Hoy, con el archivo histórico sobre la mesa, resulta evidente que no eran ellos los delirantes, sino los más lúcidos. Sabían, por experiencia, que el socialismo se instala con promesas y se consolida con censura, comités, presos políticos y exilio.

Mientras tanto, la hegemonía cultural en Estados Unidos se fue inclinando de forma constante: manuales escolares que presentan el capitalismo casi exclusivamente como explotación; universidades donde el marxismo cultural opera como sentido común; medios donde “imperialismo”, “blanquitud”, “heteropatriarcado” y “neoliberalismo” son villanos permanentes, mientras las dictaduras socialistas son relativizadas, excusadas o cuidadosamente omitidas. De esa atmósfera surgen generaciones que asocian “socialismo” con empatía y justicia, y “anticomunismo” con ignorancia, odio o fanatismo.

Aquí aparece el giro perverso del lenguaje: decir “comunista” en el debate público se ha vuelto casi un suicidio retórico. No porque el comunismo haya sido rehabilitado, sino porque la palabra se percibe como un insulto vacío, un cliché de caricatura. Quien advierte sobre tendencias, métodos o discursos que toman de la tradición marxista-leninista es etiquetado de conspiranoico y, si además es cubano, se activa de inmediato el eco del vocabulario del régimen: “gusano”. El término “comunista” se usó tanto, tan mal y tan torpemente, que al pronunciarlo muchos dejan de escuchar antes siquiera de examinar la evidencia.

El resultado es que la batalla semántica la han ganado quienes más se benefician de esta confusión. “Comunismo” queda reservado para el horror extremo, indiscutible; “socialismo”, en cambio, circula como etiqueta boutique del idealismo progresista. Ahí está el núcleo del problema. No es necesario que alguien agite la bandera roja, aunque cada vez la vemos con más naturalidad en marchas y protestas, ni que cite a Stalin para reconocer la continuidad ideológica: basta revisar qué modelo de sociedad propone, qué lugar concede al individuo, a la propiedad, a la familia, a la libertad de expresión, al mérito, al mercado, a la nación.

Por eso no basta con el matiz cómodo de “esto no es comunismo, es socialismo democrático”. El exilio cubano, los exiliados de la Unión Soviética y bloque comunista, los venezolanos, los nicaragüenses, todos los que han visto la película completa, saben que la ruta empieza siempre con palabras aceptables: reformas, justicia social, redistribución, inclusión, derechos. El lenguaje viene edulcorado; las estructuras de poder, no tanto.
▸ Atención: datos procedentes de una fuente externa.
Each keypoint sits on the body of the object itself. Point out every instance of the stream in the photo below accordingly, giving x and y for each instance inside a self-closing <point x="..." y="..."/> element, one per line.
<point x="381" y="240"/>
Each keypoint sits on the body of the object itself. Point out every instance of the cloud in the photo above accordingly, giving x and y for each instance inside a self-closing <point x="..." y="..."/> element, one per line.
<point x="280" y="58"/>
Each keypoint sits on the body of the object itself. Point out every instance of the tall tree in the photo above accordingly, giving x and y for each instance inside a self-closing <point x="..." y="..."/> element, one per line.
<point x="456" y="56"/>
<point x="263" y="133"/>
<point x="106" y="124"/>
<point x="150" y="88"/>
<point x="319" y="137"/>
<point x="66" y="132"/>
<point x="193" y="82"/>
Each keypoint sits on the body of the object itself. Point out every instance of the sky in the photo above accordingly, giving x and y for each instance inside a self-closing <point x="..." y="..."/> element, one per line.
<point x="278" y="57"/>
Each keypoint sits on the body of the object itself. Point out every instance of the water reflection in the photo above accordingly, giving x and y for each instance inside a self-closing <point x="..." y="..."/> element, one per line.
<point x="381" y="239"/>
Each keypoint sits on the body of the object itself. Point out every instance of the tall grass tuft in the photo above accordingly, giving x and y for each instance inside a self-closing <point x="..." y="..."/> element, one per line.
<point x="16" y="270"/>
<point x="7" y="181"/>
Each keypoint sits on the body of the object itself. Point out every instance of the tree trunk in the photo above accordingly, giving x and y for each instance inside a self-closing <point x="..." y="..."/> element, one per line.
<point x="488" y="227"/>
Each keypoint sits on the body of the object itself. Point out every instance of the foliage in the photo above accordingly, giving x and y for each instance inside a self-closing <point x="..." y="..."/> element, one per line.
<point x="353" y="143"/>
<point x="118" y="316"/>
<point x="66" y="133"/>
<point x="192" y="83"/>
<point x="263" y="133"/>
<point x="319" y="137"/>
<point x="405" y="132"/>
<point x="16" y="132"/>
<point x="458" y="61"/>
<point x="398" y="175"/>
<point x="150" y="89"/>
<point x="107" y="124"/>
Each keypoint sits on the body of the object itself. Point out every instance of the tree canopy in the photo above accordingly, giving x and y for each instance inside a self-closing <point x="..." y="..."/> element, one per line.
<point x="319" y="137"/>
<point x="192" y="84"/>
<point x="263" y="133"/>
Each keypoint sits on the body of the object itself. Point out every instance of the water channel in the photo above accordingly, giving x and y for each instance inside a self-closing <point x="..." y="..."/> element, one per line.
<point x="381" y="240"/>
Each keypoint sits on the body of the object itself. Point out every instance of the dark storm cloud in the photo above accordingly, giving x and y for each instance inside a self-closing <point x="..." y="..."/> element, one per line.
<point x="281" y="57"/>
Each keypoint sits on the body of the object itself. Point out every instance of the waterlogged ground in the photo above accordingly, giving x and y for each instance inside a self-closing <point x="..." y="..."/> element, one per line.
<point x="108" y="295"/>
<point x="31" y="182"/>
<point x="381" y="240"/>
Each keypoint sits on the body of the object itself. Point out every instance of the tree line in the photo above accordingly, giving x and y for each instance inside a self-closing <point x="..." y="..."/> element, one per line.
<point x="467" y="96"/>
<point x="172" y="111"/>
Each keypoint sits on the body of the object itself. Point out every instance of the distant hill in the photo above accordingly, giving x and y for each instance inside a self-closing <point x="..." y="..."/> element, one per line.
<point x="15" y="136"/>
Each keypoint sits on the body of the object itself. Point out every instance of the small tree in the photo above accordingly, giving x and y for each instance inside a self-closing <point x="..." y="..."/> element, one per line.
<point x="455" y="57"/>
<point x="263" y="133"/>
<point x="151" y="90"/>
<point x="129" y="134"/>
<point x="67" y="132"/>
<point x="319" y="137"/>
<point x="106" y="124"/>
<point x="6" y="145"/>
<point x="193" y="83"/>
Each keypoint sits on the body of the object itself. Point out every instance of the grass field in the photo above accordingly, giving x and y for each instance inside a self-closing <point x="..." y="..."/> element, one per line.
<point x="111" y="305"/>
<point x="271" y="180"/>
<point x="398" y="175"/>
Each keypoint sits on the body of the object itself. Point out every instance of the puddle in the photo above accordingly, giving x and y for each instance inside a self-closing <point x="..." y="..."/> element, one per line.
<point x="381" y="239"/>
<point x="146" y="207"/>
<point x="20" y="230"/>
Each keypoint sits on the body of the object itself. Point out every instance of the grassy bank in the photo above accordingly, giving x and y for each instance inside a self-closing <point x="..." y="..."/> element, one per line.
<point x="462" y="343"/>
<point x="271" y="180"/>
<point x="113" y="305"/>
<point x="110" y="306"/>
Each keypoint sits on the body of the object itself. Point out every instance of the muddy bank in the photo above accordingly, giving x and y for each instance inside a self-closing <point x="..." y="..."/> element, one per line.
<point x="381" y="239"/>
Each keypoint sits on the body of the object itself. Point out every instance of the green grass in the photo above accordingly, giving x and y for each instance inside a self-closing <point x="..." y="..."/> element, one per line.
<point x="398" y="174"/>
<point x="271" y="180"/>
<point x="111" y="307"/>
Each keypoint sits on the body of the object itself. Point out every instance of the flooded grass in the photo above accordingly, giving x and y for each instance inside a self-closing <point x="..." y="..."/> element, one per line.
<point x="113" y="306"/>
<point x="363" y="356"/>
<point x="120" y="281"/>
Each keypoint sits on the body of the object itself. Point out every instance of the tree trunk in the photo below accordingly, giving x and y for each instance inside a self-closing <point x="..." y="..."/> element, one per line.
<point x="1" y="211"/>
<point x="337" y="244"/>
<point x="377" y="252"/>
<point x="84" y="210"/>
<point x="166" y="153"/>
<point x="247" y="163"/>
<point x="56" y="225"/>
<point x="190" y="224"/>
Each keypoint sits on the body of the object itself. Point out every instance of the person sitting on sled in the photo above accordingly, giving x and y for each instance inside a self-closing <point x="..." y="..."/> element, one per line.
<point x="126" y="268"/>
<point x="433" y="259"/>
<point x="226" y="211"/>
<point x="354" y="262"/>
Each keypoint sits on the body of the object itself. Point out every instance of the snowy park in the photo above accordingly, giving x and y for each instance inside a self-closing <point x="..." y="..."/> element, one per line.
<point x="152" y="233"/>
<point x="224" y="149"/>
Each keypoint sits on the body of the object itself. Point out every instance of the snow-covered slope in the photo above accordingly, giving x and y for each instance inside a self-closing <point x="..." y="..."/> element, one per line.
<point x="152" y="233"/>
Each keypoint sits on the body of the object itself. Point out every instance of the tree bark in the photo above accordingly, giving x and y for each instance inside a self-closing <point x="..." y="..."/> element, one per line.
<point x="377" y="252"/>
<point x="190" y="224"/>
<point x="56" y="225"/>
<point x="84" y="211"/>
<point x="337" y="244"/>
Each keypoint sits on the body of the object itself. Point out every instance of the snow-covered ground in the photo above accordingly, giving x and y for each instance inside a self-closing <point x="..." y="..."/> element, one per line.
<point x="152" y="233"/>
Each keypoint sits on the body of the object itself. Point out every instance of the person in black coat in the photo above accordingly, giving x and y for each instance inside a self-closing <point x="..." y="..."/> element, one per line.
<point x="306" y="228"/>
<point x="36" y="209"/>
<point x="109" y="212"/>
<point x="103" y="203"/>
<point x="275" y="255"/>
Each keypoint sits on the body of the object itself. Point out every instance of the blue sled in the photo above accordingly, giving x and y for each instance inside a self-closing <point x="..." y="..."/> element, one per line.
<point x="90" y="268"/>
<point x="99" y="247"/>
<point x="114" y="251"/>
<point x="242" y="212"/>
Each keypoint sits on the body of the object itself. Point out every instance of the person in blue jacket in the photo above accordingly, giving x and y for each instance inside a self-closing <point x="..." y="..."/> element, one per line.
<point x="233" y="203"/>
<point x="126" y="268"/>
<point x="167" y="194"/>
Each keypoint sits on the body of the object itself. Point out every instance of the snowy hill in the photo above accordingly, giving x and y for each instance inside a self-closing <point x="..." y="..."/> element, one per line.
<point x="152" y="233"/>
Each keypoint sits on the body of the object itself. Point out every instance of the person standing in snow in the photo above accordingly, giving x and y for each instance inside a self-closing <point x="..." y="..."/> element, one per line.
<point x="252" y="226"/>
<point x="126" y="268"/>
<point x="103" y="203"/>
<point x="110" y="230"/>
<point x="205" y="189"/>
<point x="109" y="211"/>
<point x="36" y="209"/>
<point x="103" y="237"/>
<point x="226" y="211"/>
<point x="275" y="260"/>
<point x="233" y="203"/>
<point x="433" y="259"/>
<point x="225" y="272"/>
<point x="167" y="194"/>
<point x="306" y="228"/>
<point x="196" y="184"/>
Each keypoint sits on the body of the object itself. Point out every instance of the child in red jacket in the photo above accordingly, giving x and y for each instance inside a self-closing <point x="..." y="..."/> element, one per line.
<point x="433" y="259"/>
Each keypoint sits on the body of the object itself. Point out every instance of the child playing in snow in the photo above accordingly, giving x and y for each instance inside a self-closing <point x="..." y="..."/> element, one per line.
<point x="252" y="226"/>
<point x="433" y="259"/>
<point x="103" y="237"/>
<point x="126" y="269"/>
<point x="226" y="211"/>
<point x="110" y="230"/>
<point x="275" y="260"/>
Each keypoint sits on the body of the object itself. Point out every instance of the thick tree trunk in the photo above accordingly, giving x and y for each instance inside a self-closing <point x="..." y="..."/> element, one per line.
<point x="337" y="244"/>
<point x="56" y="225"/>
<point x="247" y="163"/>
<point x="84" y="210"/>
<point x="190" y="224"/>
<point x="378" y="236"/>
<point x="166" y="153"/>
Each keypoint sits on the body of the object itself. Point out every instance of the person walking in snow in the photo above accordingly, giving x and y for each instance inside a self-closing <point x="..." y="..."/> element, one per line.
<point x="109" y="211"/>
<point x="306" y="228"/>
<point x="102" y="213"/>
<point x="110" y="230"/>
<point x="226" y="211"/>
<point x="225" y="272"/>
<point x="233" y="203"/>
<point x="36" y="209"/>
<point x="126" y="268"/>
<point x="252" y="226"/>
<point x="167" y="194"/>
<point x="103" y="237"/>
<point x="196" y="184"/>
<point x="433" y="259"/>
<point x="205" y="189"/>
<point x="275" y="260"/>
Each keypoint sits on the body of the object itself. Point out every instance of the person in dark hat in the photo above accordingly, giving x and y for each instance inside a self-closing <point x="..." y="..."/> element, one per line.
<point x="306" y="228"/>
Cuando comprobamos que en grandes ciudades estadounidenses el discurso socialista deja de ser tabú para convertirse en plataforma legítima; cuando candidatos y figuras públicas asumen sin costo político etiquetas y agendas que hace pocas décadas habrían sido impensables en la corriente principal, las advertencias de aquellos exiliados dejan de sonar exageradas. No se trata de gritar mecánicamente que “tal alcalde es comunista”, esa simplificación solo fortalece al adversario, sino de observar con claridad que ideas antes marginales hoy gozan de prestigio cultural, presupuesto, cátedra y micrófono.

La respuesta no está en inflar insultos, sino en afinar el diagnóstico. Hay que dejar de regalarle el lenguaje a la izquierda. El problema es el socialismo como proyecto: la doctrina que subordina a la persona al colectivo administrado, que erosiona la propiedad, debilita los contrapesos, justifica la ingeniería social desde arriba y, en su versión consecuente, termina necesitando dosis crecientes de coerción.

Decirlo con todas sus letras no es paranoia: es precisión moral e histórica. El adversario no es solo quien se proclama comunista confeso, sino todo aquel que reivindica el socialismo como horizonte noble, blanqueando el costo humano que lo acompaña. La lección, después de Venona, Mitrokhin, Almendros y más de un siglo de exilios ignorados, es simple: cuando alguien nos dice qué ideas abraza, lo mínimo es creerle… y llamar a esas ideas por su nombre. Por lo tanto, seamos claros: denunciemos al socialismo por lo que es, criminal y liberticida, y asumamos sin complejos la tarea urgente de defender, explicar y restaurar los principios de una sociedad verdaderamente libre.